The banking crisis could usher in the long-awaited fall in prices and bring a cure for the economic slowdown: monetary easing
What should we therefore expect to see in the coming months, which stand to be typical of the end of a cycle where stock markets are torn between hopes of a pause in monetary tightening and worries of an economic slowdown? Investors’ positioning today is considerably less pessimistic than it was last summer, but there are still some big diversified and alternative asset managers that are largely underinvested in equities. This could drive a further rise in stock markets.
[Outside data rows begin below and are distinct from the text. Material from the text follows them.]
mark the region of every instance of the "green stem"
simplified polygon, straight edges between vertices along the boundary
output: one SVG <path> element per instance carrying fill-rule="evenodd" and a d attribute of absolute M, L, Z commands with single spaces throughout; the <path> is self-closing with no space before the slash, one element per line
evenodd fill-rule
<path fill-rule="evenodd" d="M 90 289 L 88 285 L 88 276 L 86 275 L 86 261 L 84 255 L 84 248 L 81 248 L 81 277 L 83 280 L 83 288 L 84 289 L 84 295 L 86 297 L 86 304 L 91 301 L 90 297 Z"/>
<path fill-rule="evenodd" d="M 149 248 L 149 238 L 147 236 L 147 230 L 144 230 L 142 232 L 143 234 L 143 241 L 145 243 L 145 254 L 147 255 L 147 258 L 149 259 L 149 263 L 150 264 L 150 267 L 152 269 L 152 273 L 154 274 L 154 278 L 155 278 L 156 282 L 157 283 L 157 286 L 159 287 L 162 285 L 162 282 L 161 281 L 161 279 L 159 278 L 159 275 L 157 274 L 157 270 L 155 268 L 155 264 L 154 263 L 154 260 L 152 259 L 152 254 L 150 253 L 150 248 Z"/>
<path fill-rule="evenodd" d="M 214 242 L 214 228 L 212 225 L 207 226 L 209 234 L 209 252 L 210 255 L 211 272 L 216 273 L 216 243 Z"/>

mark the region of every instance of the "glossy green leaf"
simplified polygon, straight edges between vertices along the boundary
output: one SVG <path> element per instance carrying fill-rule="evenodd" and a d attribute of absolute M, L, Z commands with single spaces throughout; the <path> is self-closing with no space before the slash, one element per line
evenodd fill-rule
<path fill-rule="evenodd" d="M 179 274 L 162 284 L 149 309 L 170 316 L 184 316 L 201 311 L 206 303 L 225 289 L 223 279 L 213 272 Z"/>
But beyond that, and in light of the threats still hanging over the economy and financial markets, these asset managers will need to adopt the mantra: “Bad news is good news”, meaning that bad news for the economy is good news for the stock market. We saw this in the previous decade when persistently sluggish economic growth ensured that monetary policy would remain accommodative and liquidity injections would continue to support valuations.
The US banking crisis is one candidate for bad news that can be turned into good news. This crisis could reduce lending activity and force the US Federal Reserve to inject large amounts of liquidity into the system, bringing what the markets are expecting – an economic slowdown that pulls down prices – along with a cure for the economic slowdown: monetary easing. The current paradox in which stock markets are rallying despite the menacing fundamentals could very well continue for as long as a deep recession is avoided.
1Source: Bloomberg, April 2023.
2Monetary tightening: When central banks aim to slow an overheating economy – which can drive up inflation –through a combination of higher interest rates and reduced liquidity injections into the market.
3Core inflation: A seasonally-adjusted measure of inflation that excludes prices subject to government control (electricity, gas, tobacco, etc.) and prices that tend to be volatile (petroleum products, fresh foods, etc.).
4US debt ceiling: The maximum amount of debt that can be incurred by the US Treasury; often leads to a budgetary impasse and can be raised only by an act of Congress.
5Higher real incomes: An increase in household income after factoring in inflation.